Damn knew you would beat me to it Poledriver



> A billion dollars worth of ice has been seized in a joint police operation.
> 
> Four people have been charged over the their alleged involvement in importing and manufacturing 720 litres of liquid methamphetamine.
> 
> The Joint Organised Crime Group operation involved the Australian Federal Police, NSW Police, Australian Border Force and Australian Crime Commission.
> 
> A 33-year-old Hong Kong national has been charged over the original seizure of the drugs by the Border Force, and a further three Hong Kong nationals, a 59-year-old man, a 37-year-old man, and a 52-year-old woman have been arrested and charged in relation to the drugs located in the storage facilities.
> 
> The methamphetamine seized could have produced up to 504kg of high quality ice.
> 
> Minister for Justice Michael Keenan has praised the efforts of police.
> 
> 'This joint operation today shows how successful our law enforcement agencies are in tackling the organised criminal gangs that peddle in the misery of ice.
> 
> 'It also comes on the back of the last two months of very successful operations of the Australian Federal Police in conjunction with their law enforcement partners, that have taken one tonne of illicit drugs off the streets in 11 individual operations'.
> 
> Officials said the operation began in December last year when the Australian Border Force examined a shipping container out of Hong Kong.
> 
> 'That shipping container was found to contain gel bra inserts and hidden inside those gel bra inserts was 190 litres of liquid methamphetamine,' said Commander Chris Sheehan.
> 
> An additional 530 litres of liquid methamphetamine were found during the investigation by joint organised crime investigators.
> 
> 'These drugs were concealed inside art supplies housed in five storage units in Sydney in the suburbs of Miranda, Hurstville, Padstow and Kingsgrove,' Mr Sheehan said.
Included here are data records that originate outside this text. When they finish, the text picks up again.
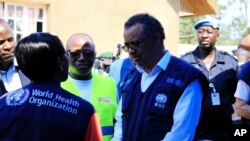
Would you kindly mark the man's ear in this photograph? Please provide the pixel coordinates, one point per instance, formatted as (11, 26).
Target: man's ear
(60, 63)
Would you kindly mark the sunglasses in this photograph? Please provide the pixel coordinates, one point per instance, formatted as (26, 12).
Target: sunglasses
(87, 54)
(134, 44)
(11, 39)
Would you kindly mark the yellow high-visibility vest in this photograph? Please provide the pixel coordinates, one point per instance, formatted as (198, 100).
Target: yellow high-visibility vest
(103, 98)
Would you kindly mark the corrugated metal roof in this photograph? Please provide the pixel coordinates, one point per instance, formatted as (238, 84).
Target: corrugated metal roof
(197, 7)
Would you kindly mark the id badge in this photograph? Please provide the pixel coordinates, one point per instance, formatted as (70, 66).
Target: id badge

Source and Video: http://www.skynews.com.au/news/top-stories/2016/02/15/ice-worth--1-billion-seized-by-police.html


----------



## Jabberwocky

> Australian police have seized 720 litres of the drug ice with an estimated street value of $1bn.
> 
> Four people have been charged over their alleged involvement in importing and manufacturing methamphetamine.
> 
> The joint organised crime group operation involved the Australian federal police, New South Wales police, Australian Border Force and Australian Crime Commission.
> 
> “This has resulted in 3.6 million individual hits of ice being taken off our streets with a street value of $1.26bn,” NSW justice minister Michael Keenan told reporters in Sydney on Monday.
> 
> Officials said the operation began in December when Border Force examined a shipping container out of Hong Kong.
> 
> “That shipping container was found to contain gel bra inserts and hidden inside those gel bra inserts was 190 litres of liquid methamphetamine,” Commander Chris Sheehan said.
> 
> An additional 530 litres were found during the investigation by joint organised crime investigators.
> 
> “These drugs were concealed inside art supplies housed in five storage units in Sydney in the suburbs of Miranda, Hurstville, Padstow and Kingsgrove,” Sheehan said.
> 
> A 33-year-old Hong Kong national was charged over the original seizure. Following his arrest, another three Hong Kong nationals – a 59-year-old man, a 37-year-old man and a 52-year-old woman – were arrested and charged over the drugs located in the storage facilities.
> 
> “This has been a very good day for Australia law enforcement and a very bad day for the organised criminals that have targeting the Australian drug market,” Keenan said.
> 
> Australia has one of the world’s highest rates of methamphetamine usage. The Australian Crime Commission said in March 2015 that as many as 1.3m Australians had tried ice or speed, with nearly 400,000 using in the last 12 months.
> 
> 
> The stories you need to read, in one handy email
> Read more
> Research in 2014 from the Australian Institute of Health and Welfare showed that while methamphetamine usage had remained stable since 2010, the proportion within that of users taking the crystal form – otherwise known as ice – had markedly increased.
> 
> The purity of the drug in its crystalline form, the high demand and the relative success of law enforcement in intercepting imports means the price of the drug is higher in Australia than nearly anywhere else in the world, police said.
> 
> Australians pay nearly US$500 a gram compared with an average street price in China of US$80 a gram. Wholesale prices in Australia ranged from $9,000 to $325,000 a kilogram, a report from the Australian Crime Commission found.
> 
> The massive profit margin has made Australia an attractive destination for criminal gangs involved in the manufacturing and trafficking of methamphetamines.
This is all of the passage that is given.